Education shake-up could see schools given greater autonomy
Schools in Northern Ireland could be handed greater autonomy as part of the shake-up of education, Stormont minister Peter Weir has said.
He will be seeking the views of teachers within weeks on increased authority over finances and other matters as he warned the budget was severely constrained.
School leaders have called on the Executive to empower them to address standards, funding, assessment and staff development.
Mr Weir has already made decisions which he said ensured choice for schools over GCSE awarding organisations; which gave greater flexibility for practical class sizes; and which allowed primary schools to prepare pupils for the transfer tests.

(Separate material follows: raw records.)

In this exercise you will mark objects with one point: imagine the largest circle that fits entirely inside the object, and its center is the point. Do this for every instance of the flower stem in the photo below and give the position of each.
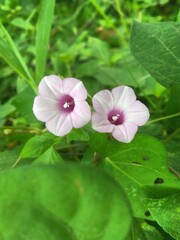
(163, 118)
(23, 129)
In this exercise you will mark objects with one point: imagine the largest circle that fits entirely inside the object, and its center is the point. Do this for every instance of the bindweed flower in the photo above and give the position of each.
(61, 104)
(118, 112)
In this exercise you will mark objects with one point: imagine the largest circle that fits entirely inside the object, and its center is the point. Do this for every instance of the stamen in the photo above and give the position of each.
(116, 117)
(66, 104)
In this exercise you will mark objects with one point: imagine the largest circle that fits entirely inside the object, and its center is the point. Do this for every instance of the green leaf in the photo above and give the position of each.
(37, 145)
(21, 23)
(6, 109)
(166, 212)
(173, 107)
(77, 135)
(50, 156)
(43, 30)
(10, 53)
(8, 158)
(141, 230)
(100, 50)
(156, 47)
(62, 198)
(24, 104)
(140, 167)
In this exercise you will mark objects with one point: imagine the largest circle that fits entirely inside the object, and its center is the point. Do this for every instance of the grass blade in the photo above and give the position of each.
(42, 35)
(10, 53)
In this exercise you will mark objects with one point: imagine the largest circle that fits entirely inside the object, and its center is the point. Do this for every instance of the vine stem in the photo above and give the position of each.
(21, 128)
(163, 118)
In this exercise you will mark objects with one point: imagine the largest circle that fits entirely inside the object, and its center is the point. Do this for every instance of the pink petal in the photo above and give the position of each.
(75, 89)
(103, 102)
(124, 132)
(51, 87)
(60, 124)
(44, 108)
(81, 114)
(100, 123)
(137, 113)
(123, 97)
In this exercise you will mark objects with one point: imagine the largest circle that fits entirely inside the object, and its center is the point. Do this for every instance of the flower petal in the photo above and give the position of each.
(137, 113)
(75, 89)
(103, 102)
(124, 132)
(51, 87)
(60, 124)
(44, 108)
(100, 123)
(81, 114)
(123, 97)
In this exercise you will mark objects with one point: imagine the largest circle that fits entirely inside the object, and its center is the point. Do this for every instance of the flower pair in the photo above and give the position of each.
(62, 105)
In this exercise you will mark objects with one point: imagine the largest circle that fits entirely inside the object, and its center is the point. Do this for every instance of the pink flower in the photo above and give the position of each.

The education minister said: "I trust the judgement of school leaders and governors, and that is why I took these early decisions, however we need to go further."
The National Association of Head Teachers (NAHT) made a pre-election call for political parties to provide greater autonomy for schools in Northern Ireland.

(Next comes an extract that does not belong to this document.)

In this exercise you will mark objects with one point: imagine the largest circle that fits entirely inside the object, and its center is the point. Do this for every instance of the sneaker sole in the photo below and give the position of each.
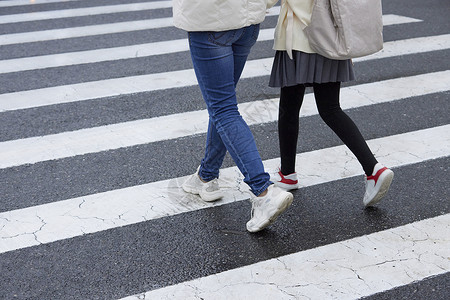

It urged action giving heads the ability to offer tailored solutions to pupil well being, power over how they spend money and over assessment.

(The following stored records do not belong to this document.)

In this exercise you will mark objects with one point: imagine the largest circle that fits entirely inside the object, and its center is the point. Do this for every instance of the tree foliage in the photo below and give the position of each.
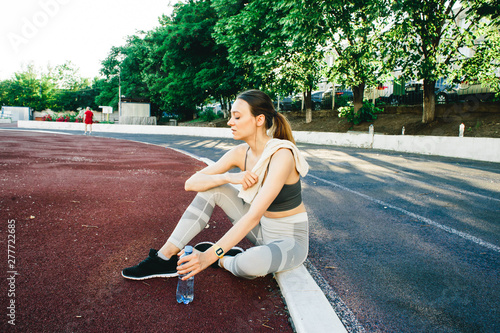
(59, 89)
(427, 39)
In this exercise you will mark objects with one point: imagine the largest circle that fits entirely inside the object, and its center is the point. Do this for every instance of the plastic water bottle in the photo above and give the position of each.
(185, 288)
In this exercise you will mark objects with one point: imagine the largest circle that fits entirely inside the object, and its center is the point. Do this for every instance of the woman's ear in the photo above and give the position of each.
(261, 120)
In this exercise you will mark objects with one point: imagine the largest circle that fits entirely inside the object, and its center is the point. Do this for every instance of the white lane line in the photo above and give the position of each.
(418, 217)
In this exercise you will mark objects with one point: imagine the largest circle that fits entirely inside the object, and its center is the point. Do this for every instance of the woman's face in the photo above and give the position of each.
(243, 123)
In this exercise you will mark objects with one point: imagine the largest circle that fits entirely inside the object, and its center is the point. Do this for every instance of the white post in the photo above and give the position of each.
(333, 97)
(461, 130)
(119, 94)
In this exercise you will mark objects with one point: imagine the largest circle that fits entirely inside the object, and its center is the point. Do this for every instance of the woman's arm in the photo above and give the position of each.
(217, 174)
(281, 166)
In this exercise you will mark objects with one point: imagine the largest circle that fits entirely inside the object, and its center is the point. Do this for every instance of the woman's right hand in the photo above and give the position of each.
(247, 179)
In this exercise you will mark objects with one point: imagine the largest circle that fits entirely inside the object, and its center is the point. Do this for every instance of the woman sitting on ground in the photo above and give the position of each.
(268, 209)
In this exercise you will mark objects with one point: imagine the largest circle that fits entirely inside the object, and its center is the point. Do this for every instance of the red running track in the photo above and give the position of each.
(83, 208)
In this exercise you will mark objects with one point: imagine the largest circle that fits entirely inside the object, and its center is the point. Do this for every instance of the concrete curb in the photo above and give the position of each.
(309, 308)
(480, 149)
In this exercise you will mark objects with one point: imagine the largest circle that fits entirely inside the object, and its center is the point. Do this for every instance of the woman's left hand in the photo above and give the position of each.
(192, 264)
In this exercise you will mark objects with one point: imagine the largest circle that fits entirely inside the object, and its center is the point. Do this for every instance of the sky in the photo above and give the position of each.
(52, 32)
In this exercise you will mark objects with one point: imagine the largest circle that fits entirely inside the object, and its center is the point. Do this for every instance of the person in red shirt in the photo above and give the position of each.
(88, 116)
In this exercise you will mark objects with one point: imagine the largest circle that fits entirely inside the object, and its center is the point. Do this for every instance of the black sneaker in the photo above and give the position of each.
(152, 267)
(203, 246)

It called for "supportive accountability" which recognised the capability of teachers and greater authority over recruitment and development of staff.
Mr Weir addressed the annual conference of the Association of School and College Leaders (ASCL) in Templepatrick, Co Antrim.
He said: "In the coming weeks I intend to seek the views of schools on autonomy and increased financial delegation.
"This is, in effect, a pre-consultation letter which will issue to every school in Northern Ireland. This is an opportunity for schools to make their views known in an unfettered fashion."
He noted many challenges in education and a clear need to co-operate in finding solutions to future difficulties.
"The education budget is facing severe constraints and whilst I have sought to respond to pressing needs, I have also had to make hard decisions for the benefit of schools and pupils across Northern Ireland.
"We must face these decisions with a maturity that our pupils expect from their leaders."